A starting point on virtual machines and architecture

Stack machines

Learning about stack machines is an adjustment for someone like myself, since I’m used to register machines. I tried my hand at it, reading the last chapter of, “Smalltalk-80: The Language and its Implementation,” to look at the description of, and the source code for the Smalltalk VM, and got lost pretty quickly.

I read articles on Stack machines, Burroughs large systems, and the Burroughs instruction set on Wikipedia. I think these are good backgrounders for what one needs to understand before digging into an implementation.

Trivia note: Four years ago, just for exploration, I tried my hand at learning the Forth programming language, reading “Starting Forth,” by Leo Brodie, and doing the exercises. If you know Forth, and look at the Burroughs instruction set, you will see similarities. Charles Moore got inspiration for creating Forth from the Burroughs systems.

I also found the following video helpful in organizing my thoughts on this subject. I was reading “Squeak: Open Personal Computing and Multimedia,” by Mark Guzdial and Kim Rose, and the chapters on the Squeak VM and its memory management got me asking some questions about the basic components of a VM. The title of the video below is “How to build a virtual machine,” but it’s really about “How to build a virtual stack machine.” The term “virtual machine” means a simulation of a computer architecture. In the video, Terrance Parr showed how to build a very simple virtual stack machine in Java. I like the scale of this example. It’s not threatening. If you have basic programming skills, you can do everything you see in this walk-through, and get a stack machine that works!

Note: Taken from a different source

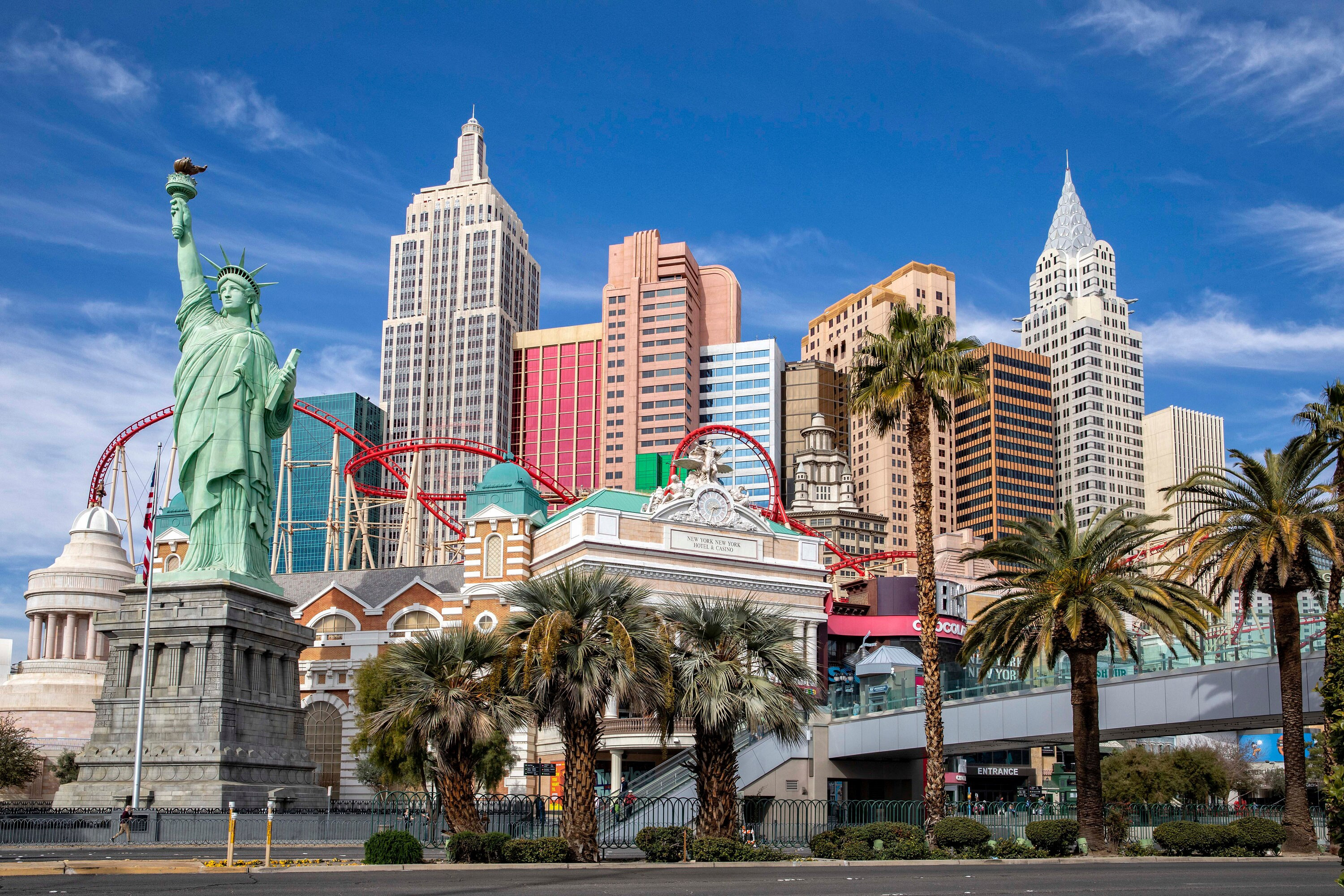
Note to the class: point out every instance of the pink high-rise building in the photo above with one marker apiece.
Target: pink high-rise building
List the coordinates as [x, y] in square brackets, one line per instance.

He did not, however, demonstrate how to build a compiler, so you can write high-level source code for the stack machine, nor a garbage collector for memory management, nor a debugger, so you can step through the code, look at values interactively, and trace through the stack. 🙂 However, he demonstrated a trace function that you can use for primitive debugging.

He created some simple programs to execute in bytecode, by writing some extra code as part of the VM project. The set of bytecodes (just a set of numbers) are submitted to the virtual processor by making a function call. The result of each program (a single value) shows up on the virtual machine stack.

Parr’s presentation gets a bit disorganized when he talks about the call stack. Just have some patience. He clears it up towards the end.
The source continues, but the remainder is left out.